2

I have a huge log file (several GBs), but somehow there is binary data (grep is annoyed by it) in there, which of course shouldn't be.

I know how I can read the file anyway.

I don't know how I can find the bad binary data in it so I maybe can pin point where it's logged looking at the text around it?

keiki
  • 403
  • 5
  • 12

4 Answers4

3

I've just hit the exact same problem (although it's only a multi-megabyte log file). As with a lot of problems, it just takes a couple of commands together.

cmp /path/to/file.log <(strings /path/to/file.log)

cmp compares files and tells you where they differ (unlike diff, which tells you how they differ). strings returns valid text strings from binary files. <(…) lets you treat the output of a command as a file descriptor into another command.

Basically, you compare the log file with the text strings in the log file so that you find where they first differ.

For example, I get A and B differ: byte 1450315, line 6390. Running tail -n +6390 /path/to/file.log | less shows the log starting at the "bad" line, or you can pipe through | hexdump -C | less to see the hex (piping through head -n 1 didn't work for me because the binary was \x00 characters, which only showed when there was a pager)

(Note: This may not work well with multi-gigabyte logs if the machine does not have sufficient memory - I don't know how memory efficient strings and cmp are)

IBBoard
  • 296
1

Building on @ibboard's great idea: find-non-printable.sh:

#!/bin/sh
usage="$0 FILE - Locates first non-printable byte, as in 'FILE - differ: byte 21881, line 507'";
n_bytes=$(stat --printf='%s' "$1");
# -w: --include-all-whitespace
strings -w "$1" | cmp -n "$n_bytes" "$1";
  • No output when no non-printable characters are found, instead of message like cmp: EOF on FILE after byte 1677, line 47.
  • Simple pipe instead of using <(). Works with a POSIX shell instead of requiring Bash or ZSH. Output shows - as file name instead of /dev/....
  • Works as expected when the file contains blank lines. This requires a strings implementation that supports -w, such as GNU strings. Without this, the result just points to the first blank line, which is often not the desired result.
  • User needs to type file name only once.
0

I have solved the same problem. What worked for me, was to simply head the file incrementally and grep it to see at which line the binary characters occur.

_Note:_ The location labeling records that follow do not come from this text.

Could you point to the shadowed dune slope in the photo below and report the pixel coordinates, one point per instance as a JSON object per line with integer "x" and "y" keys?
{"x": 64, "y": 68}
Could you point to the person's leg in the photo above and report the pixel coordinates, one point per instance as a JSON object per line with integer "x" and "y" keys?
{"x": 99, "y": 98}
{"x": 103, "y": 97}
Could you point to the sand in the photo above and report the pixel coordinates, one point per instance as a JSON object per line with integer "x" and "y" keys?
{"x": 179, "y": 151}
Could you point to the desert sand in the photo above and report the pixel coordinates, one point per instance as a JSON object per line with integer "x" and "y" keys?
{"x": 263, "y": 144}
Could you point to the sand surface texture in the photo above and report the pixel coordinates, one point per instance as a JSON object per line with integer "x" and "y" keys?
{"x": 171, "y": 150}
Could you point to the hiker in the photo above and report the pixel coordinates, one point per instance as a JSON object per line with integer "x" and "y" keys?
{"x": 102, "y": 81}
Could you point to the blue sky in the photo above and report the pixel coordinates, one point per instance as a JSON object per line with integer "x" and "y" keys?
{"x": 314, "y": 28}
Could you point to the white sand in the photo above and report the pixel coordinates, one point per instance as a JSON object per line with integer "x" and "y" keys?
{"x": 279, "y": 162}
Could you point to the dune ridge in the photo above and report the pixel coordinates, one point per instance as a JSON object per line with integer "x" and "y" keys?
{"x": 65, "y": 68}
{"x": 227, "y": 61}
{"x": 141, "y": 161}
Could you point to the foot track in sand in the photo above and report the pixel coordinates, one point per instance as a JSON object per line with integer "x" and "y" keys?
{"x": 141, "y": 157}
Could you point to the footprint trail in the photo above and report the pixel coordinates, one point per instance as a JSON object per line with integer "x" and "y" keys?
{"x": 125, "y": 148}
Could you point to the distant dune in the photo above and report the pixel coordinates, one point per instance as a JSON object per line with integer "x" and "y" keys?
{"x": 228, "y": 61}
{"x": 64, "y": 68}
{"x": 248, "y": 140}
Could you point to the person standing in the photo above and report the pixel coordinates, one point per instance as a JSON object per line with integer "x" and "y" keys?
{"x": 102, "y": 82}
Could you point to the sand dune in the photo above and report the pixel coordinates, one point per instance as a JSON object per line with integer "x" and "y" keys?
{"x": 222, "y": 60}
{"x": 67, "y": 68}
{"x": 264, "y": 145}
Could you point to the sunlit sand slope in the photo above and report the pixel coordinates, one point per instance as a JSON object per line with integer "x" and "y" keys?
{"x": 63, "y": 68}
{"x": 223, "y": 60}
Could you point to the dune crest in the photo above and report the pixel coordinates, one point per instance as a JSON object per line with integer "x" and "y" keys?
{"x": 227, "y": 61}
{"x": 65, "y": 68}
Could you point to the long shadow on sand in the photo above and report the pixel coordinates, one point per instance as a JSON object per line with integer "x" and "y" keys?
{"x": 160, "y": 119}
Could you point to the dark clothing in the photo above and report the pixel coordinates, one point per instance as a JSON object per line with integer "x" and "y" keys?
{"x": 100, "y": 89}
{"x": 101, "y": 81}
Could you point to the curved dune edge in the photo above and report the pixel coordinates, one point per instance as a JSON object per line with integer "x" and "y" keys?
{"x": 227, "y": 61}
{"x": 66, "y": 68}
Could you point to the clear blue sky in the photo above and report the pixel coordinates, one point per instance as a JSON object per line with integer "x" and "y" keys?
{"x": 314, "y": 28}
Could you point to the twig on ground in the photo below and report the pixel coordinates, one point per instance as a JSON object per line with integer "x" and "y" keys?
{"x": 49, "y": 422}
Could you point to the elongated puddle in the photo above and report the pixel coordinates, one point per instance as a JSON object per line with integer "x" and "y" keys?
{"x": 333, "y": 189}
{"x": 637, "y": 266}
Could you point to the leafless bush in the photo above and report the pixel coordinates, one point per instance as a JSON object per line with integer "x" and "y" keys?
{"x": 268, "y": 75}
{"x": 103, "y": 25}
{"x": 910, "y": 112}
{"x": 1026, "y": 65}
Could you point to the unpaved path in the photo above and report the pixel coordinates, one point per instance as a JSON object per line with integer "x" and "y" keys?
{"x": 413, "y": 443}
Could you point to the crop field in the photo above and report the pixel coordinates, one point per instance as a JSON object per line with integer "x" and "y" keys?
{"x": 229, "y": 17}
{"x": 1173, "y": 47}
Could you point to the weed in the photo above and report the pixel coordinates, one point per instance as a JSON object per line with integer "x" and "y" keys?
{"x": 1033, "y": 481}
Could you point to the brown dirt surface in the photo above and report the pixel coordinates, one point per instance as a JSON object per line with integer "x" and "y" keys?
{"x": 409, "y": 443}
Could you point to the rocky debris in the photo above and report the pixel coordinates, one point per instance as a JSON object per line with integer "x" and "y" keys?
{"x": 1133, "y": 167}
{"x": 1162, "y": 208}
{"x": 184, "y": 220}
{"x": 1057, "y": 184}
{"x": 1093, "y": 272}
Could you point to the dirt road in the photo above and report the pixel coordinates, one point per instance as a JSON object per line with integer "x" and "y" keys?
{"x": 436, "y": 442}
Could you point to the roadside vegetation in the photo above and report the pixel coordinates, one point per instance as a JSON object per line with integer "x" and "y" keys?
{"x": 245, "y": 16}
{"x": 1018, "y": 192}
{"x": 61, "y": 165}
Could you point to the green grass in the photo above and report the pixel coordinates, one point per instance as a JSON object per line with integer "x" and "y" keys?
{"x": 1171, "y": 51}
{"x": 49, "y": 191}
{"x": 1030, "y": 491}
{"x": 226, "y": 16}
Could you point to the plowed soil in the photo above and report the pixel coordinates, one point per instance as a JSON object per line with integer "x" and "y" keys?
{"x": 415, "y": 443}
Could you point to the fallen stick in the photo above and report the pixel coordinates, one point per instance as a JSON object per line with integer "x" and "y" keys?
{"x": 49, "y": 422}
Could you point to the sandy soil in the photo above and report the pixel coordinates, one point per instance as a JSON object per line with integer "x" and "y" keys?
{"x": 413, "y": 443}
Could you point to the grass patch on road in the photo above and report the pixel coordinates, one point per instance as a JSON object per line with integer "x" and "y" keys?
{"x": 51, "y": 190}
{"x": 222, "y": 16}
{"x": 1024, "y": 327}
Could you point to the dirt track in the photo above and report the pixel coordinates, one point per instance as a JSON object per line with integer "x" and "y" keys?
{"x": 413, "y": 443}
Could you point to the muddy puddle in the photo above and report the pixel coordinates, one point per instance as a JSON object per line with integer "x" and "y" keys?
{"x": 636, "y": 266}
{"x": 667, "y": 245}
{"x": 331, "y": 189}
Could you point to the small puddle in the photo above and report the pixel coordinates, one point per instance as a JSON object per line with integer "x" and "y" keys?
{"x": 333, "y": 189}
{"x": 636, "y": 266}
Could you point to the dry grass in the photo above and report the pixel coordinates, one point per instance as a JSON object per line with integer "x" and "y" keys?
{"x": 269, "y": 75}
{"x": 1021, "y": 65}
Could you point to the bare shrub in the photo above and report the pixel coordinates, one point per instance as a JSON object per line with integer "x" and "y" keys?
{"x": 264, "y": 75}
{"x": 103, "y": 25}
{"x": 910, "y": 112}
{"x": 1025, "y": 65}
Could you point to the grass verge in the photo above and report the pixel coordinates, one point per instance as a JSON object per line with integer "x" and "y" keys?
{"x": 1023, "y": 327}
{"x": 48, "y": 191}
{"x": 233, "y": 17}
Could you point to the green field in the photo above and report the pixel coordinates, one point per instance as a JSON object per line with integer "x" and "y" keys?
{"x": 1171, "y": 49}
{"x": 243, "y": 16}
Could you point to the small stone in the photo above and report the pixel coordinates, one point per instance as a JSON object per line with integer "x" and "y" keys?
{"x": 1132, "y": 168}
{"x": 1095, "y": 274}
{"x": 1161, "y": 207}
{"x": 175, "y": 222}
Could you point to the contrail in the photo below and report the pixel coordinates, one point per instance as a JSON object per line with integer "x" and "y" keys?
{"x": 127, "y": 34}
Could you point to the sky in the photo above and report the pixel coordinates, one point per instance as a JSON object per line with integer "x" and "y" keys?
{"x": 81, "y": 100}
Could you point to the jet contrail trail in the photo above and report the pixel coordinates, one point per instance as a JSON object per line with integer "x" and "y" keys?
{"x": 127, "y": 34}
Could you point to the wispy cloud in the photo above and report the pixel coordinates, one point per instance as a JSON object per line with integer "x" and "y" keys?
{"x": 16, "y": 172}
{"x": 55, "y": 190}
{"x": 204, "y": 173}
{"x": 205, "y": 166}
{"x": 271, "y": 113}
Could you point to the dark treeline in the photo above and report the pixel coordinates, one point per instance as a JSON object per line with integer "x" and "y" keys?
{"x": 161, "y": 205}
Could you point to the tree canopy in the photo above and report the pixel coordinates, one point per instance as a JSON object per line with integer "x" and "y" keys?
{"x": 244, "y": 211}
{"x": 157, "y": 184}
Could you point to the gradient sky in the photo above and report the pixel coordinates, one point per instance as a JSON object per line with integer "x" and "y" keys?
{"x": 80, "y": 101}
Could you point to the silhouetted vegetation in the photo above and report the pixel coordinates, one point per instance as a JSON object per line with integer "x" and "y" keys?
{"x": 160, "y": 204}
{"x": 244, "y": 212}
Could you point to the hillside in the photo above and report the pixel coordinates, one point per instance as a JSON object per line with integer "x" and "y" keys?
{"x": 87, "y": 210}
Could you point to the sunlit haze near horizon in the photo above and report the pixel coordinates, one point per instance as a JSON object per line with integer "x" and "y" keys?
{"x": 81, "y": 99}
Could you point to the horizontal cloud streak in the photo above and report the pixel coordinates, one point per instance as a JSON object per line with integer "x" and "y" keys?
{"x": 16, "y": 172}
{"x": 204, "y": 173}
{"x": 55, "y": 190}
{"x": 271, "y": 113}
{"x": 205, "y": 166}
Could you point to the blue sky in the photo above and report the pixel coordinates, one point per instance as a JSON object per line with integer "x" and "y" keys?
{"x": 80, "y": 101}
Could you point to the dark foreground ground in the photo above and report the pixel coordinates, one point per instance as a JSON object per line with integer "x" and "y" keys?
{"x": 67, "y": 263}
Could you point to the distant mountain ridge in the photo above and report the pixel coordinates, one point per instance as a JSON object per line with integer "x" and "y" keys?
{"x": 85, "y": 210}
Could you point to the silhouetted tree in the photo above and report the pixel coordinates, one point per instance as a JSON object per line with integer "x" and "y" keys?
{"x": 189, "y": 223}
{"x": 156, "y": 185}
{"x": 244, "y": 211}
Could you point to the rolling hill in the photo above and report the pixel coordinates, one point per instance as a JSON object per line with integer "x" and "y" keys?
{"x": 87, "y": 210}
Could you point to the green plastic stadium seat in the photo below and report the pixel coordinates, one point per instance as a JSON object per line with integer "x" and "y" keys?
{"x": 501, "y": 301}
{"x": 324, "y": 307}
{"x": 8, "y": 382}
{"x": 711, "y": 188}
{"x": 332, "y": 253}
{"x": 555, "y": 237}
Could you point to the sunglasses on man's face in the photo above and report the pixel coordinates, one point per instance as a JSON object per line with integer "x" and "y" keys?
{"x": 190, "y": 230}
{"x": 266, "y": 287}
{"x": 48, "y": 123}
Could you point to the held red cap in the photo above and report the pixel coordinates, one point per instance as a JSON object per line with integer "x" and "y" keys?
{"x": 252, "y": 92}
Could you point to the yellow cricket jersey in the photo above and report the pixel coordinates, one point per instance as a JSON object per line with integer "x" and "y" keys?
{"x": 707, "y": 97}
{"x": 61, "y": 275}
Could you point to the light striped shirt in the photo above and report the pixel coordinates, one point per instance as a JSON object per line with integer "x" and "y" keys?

At the beginning, I called head -n 1, there was no binary character. Then head -n 2, then head -n 3... and so on. Soon I found the line, where the binary character were present.

AleKi
  • 1
0

If you have my_file that contains (in vim):

test data 1
^@^@^@^@^@^@^@^@^@^@^@^@^@^@^@^@^@^@test data 2
test data 3

grep is bothered by the null byte (hex value 00, represented as ^@ in vim). If you search for a regular string 'data' with $ grep 'data' my_file you get Binary file my_file matches which is not the expected result. If you want to examine/remove null bytes by hand, you can find the offending bytes with:

$ < my_file hexdump -C | grep -C2 ' 00'
00000000  74 65 73 74 20 64 61 74  61 20 31 0a 00 00 00 00  |test data 1.....|
00000010  00 00 00 00 00 00 00 00  00 00 00 00 00 00 74 65  |..............te|
00000020  73 74 20 64 61 74 61 20  32 0a 74 65 73 74 20 64  |st data 2.test d|
00000030  61 74 61 20 33 0a                                 |ata 3.|

and see the regular strings nearby the null bytes, which you can then search for in vim and edit (don't search for the periods; they represent whitespace characters like newline and null byte rather than literal ..) If you want to remove them programmatically:

$ < my_file sed 's/\x0//g' > my_file_without_nulls